Pour des manquements liés à la sécurité, la mairie de Cannes avait exigé la fermeture immédiate d’une résidence de tourisme de la rue d’Antibes en décembre dernier. L’exploitant a contesté la décision en justice et vient d’obtenir le feu vert pour rouvrir son établissement.
Le bras de fer engagé autour de l’immeuble situé au 15 rue d’Antibes à Cannes penche désormais du côté de l’exploitant. La SARL Palm 1, qui gère cette résidence de tourisme en plein centre-ville, a obtenu gain de cause face à la municipalité.

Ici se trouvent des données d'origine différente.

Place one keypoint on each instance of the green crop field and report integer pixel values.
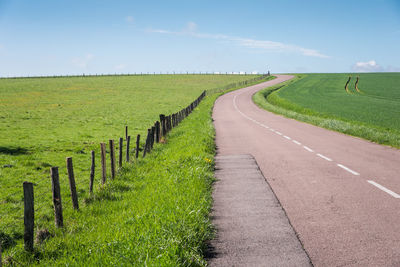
(372, 113)
(45, 120)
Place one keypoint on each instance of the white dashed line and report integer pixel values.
(347, 169)
(390, 192)
(322, 156)
(308, 149)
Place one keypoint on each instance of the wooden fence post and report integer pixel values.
(55, 188)
(29, 216)
(162, 122)
(128, 141)
(103, 163)
(137, 145)
(72, 185)
(92, 169)
(153, 131)
(112, 157)
(121, 140)
(147, 143)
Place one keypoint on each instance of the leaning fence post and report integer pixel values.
(103, 163)
(29, 216)
(153, 129)
(92, 169)
(72, 186)
(128, 141)
(55, 188)
(137, 145)
(112, 157)
(157, 132)
(162, 121)
(147, 143)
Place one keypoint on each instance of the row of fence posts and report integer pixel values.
(234, 85)
(126, 74)
(155, 134)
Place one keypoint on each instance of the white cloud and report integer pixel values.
(373, 66)
(369, 66)
(82, 62)
(266, 45)
(120, 67)
(129, 19)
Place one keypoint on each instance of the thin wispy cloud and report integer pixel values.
(373, 66)
(191, 30)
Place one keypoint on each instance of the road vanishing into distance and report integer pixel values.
(340, 193)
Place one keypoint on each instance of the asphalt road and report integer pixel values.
(339, 192)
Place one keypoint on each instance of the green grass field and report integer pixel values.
(43, 121)
(321, 99)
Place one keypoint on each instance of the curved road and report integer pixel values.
(340, 192)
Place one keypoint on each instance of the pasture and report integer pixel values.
(45, 120)
(321, 99)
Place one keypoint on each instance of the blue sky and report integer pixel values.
(73, 37)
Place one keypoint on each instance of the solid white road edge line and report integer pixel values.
(308, 149)
(390, 192)
(347, 169)
(325, 158)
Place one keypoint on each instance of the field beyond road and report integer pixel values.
(372, 112)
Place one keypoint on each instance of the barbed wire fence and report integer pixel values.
(51, 198)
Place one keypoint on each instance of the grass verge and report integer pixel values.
(269, 100)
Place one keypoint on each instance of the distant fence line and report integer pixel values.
(131, 74)
(157, 133)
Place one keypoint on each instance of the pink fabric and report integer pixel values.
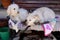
(47, 29)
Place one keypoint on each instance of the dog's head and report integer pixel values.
(12, 10)
(31, 19)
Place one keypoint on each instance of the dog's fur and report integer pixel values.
(16, 14)
(41, 15)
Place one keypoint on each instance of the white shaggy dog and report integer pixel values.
(41, 15)
(13, 12)
(16, 16)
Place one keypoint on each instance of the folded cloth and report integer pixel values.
(47, 29)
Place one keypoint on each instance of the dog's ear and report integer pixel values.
(36, 16)
(8, 10)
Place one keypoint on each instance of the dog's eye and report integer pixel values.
(14, 8)
(18, 12)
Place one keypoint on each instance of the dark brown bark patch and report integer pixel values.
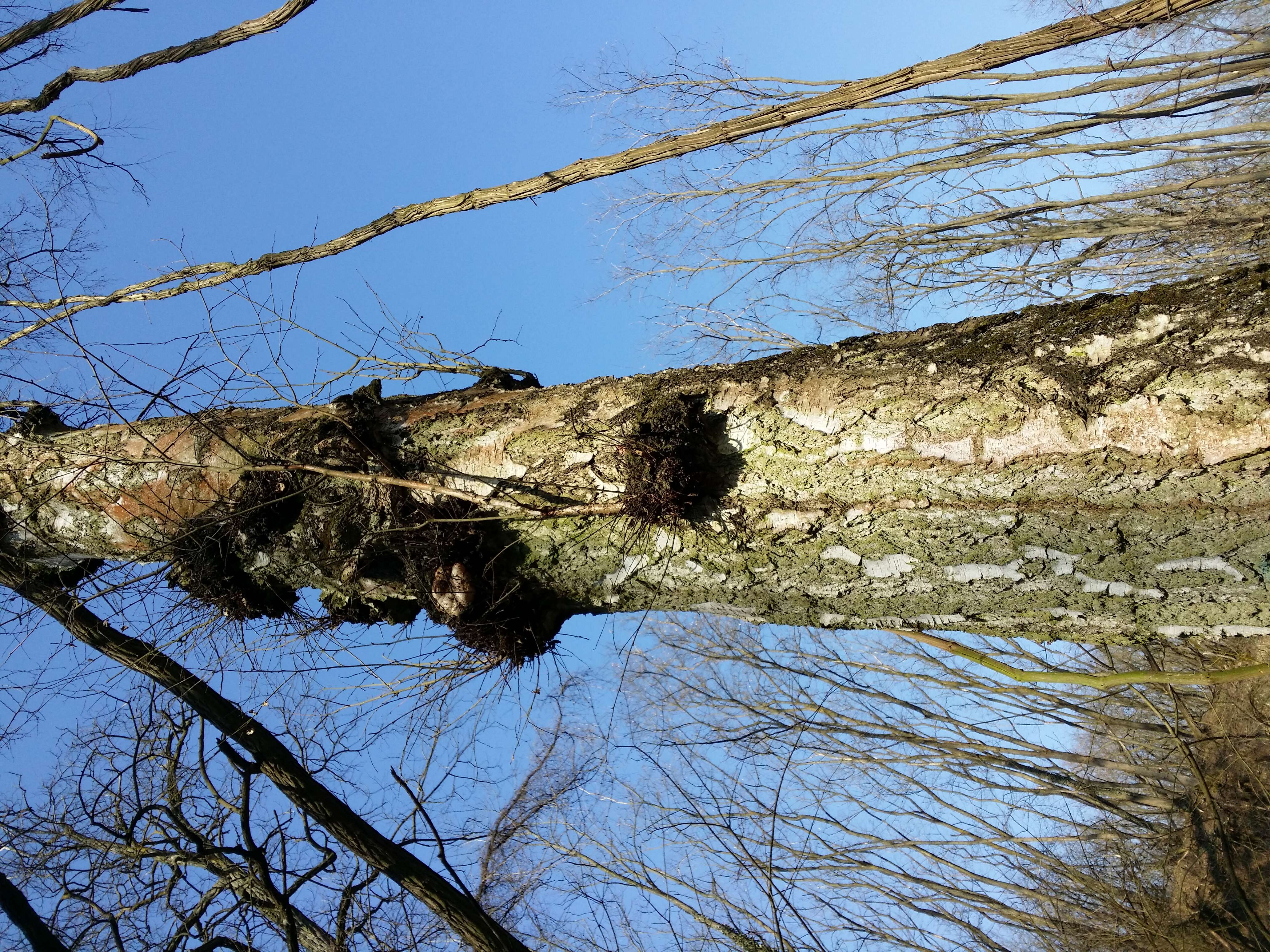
(671, 459)
(207, 558)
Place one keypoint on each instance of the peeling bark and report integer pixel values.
(1090, 471)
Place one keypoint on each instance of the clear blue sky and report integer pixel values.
(356, 108)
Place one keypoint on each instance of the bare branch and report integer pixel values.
(985, 56)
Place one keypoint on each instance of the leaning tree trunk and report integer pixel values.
(1092, 471)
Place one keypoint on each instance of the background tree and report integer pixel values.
(1133, 161)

Tout a commencé le 19 décembre dernier. Par un arrêté, le maire de Cannes, David Lisnard, a ordonné la fermeture immédiate de cet établissement qualifié « d’hôtel clandestin ». À la suite d’une inspection, la municipalité pointait du doigt des « manquements à la sécurité ». Face à cette décision, l’exploitant a choisi de contre-attaquer devant les tribunaux.
Des manquements aux conséquences limitées

Devant le juge des référés du tribunal administratif de Nice, la société a démontré que cette fermeture soudaine provoquait des conséquences financières dramatiques. L’exécution de la mesure l’obligeait à annuler toutes ses réservations, entraînant « une perte de chiffre d’affaires de près de 19.000 euros sur un mois ».
De son côté, la municipalité mettait en avant un motif sérieux : celui de la protection contre les incendies et un potentiel « risque létal » par manque d’équipements. Un avis qui n’a pas totalement convaincu les magistrats niçois au vu des éléments du dossier.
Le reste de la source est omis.